Message Flow and Transformation#
Overview#
ESSlivedata processes neutron detector data flowing through Kafka topics. Messages transform from raw Kafka messages to typed domain objects ready for processing.
Key Principles: Isolation from Kafka details, composable transformations, type safety, performance optimization.

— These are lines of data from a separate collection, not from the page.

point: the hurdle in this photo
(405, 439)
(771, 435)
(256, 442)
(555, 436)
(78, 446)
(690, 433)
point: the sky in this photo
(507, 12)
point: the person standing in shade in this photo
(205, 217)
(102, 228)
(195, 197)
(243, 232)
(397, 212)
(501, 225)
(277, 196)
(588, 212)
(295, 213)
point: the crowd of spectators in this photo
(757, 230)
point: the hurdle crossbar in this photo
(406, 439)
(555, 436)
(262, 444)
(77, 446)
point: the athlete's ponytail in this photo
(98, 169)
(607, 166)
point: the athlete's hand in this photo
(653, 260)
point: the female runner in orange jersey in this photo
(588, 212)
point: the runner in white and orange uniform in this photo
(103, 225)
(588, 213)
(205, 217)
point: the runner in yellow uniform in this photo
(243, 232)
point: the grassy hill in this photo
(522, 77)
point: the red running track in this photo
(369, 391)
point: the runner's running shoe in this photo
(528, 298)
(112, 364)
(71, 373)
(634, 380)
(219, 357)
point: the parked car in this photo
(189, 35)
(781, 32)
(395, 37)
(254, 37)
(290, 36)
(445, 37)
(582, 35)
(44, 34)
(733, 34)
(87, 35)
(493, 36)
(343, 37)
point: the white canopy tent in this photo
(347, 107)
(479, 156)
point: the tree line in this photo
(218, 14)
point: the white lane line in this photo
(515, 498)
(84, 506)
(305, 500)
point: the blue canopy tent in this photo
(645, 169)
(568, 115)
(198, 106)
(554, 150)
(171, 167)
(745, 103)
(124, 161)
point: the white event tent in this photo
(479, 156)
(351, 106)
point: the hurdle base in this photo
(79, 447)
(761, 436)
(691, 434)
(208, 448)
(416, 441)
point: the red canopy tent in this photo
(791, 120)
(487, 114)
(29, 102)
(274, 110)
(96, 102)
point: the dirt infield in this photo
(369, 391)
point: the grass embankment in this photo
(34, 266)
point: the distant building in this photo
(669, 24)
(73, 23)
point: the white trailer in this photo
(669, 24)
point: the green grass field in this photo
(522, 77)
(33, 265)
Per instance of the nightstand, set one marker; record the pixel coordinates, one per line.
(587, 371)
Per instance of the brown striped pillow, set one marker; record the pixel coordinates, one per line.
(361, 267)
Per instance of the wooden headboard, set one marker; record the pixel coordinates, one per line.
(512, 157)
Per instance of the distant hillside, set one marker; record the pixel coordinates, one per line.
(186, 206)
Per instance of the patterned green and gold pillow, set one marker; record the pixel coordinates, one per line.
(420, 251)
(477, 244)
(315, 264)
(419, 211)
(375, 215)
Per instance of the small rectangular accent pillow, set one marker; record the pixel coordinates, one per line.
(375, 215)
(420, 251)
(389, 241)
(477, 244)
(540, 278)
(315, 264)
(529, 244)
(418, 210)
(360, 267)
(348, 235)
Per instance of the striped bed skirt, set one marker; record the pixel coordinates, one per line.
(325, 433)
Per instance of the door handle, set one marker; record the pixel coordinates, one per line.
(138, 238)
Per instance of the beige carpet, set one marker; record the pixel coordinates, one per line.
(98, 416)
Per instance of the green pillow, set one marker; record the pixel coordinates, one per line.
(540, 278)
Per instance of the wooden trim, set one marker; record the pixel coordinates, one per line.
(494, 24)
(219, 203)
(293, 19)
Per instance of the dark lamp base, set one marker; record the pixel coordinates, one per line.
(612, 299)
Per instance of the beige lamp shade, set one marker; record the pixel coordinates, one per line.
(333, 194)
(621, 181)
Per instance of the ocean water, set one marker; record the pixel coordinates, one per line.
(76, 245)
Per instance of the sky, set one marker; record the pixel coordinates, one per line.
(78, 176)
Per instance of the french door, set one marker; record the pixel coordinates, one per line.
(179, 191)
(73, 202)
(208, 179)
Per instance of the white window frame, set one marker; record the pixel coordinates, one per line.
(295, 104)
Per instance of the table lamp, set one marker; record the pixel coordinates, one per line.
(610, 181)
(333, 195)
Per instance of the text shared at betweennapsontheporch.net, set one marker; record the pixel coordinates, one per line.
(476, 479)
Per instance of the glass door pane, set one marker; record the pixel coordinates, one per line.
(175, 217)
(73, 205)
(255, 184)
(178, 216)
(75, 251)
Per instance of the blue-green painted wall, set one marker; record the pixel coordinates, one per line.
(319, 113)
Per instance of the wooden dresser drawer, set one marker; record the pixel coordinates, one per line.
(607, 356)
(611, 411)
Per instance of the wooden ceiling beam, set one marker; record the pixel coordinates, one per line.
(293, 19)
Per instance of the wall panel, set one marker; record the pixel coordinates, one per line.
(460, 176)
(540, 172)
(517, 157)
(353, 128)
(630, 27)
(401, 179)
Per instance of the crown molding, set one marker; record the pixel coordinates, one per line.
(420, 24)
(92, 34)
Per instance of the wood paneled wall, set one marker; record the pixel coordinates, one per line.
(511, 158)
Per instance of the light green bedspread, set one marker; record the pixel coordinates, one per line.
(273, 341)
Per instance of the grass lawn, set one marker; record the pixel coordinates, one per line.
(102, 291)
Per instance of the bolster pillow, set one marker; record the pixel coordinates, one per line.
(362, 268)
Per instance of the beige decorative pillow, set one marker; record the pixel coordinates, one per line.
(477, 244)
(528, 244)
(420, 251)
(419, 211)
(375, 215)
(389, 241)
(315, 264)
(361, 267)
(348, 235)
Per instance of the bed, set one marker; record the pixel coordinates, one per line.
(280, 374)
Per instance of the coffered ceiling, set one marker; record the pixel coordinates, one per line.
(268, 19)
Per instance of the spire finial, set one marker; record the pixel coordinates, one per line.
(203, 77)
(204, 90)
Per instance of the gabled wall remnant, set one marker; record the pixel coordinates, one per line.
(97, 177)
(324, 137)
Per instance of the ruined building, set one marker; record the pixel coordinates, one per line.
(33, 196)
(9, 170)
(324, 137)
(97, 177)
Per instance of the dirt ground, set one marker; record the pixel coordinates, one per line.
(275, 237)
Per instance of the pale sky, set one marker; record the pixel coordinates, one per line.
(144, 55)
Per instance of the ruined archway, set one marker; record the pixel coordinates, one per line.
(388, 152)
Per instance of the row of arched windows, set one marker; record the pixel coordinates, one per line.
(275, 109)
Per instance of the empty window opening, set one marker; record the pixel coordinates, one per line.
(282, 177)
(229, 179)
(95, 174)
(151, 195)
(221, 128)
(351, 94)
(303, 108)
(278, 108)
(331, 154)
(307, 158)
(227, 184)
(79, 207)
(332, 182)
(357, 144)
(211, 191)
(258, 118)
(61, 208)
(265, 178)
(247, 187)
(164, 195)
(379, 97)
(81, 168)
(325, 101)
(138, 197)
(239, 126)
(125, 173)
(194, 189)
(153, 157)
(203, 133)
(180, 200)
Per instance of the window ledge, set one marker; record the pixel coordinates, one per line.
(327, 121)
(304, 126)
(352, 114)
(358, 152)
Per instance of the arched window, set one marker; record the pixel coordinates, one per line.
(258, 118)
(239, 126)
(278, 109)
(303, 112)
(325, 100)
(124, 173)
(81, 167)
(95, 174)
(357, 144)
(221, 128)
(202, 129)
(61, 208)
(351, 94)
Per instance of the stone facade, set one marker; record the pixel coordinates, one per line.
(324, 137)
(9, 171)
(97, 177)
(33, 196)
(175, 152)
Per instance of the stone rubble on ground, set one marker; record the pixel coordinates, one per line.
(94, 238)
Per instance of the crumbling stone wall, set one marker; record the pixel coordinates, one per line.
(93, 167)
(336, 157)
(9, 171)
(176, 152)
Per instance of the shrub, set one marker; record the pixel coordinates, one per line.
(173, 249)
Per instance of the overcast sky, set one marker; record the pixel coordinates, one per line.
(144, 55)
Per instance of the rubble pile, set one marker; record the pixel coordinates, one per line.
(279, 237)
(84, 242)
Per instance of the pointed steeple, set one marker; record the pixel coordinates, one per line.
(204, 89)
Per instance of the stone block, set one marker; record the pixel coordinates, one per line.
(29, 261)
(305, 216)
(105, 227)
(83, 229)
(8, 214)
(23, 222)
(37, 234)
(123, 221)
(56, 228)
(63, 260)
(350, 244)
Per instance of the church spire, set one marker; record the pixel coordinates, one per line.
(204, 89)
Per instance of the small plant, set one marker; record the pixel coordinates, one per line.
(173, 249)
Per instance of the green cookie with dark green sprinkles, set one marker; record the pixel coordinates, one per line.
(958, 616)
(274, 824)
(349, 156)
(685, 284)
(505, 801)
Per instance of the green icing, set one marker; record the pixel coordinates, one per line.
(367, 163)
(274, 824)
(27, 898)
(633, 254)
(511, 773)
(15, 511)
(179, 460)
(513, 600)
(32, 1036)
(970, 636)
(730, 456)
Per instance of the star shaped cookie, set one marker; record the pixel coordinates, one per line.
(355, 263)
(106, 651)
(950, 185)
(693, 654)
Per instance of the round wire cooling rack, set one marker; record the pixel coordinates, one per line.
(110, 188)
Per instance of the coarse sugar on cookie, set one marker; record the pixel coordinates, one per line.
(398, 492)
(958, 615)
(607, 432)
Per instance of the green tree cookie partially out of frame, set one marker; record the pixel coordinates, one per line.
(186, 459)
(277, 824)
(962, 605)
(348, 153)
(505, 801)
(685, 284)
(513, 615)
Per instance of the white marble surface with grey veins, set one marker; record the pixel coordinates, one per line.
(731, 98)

End-to-End Message Journey#
flowchart TB
subgraph Kafka["Kafka Topics"]
DetTopic["Detector Topic<br/>(EV44)"]
MonTopic["Monitor Topic<br/>(EV44)"]
LogTopic["Log Topic<br/>(F144)"]
DataTopic["Data Topic<br/>(DA00)"]
end
subgraph Source["Message Source Chain"]
KC[Kafka Consumer]
KMS[KafkaMessageSource]
BMS[BackgroundMessageSource]
AMS[AdaptingMessageSource]
end
subgraph Adaptation["Adapter Chain"]
RTA[RouteByTopicAdapter]
EV44A[KafkaToEv44Adapter]
DetA[Ev44ToDetectorEventsAdapter]
MonA[KafkaToMonitorEventsAdapter]
F144A[KafkaToF144Adapter]
LogA[F144ToLogDataAdapter]
DA00A[KafkaToDa00Adapter]
ScippA[Da00ToScippAdapter]
end
subgraph Domain["Domain Messages"]
DetMsg["Message<DetectorEvents>"]
MonMsg["Message<MonitorEvents>"]
LogMsg["Message<LogData>"]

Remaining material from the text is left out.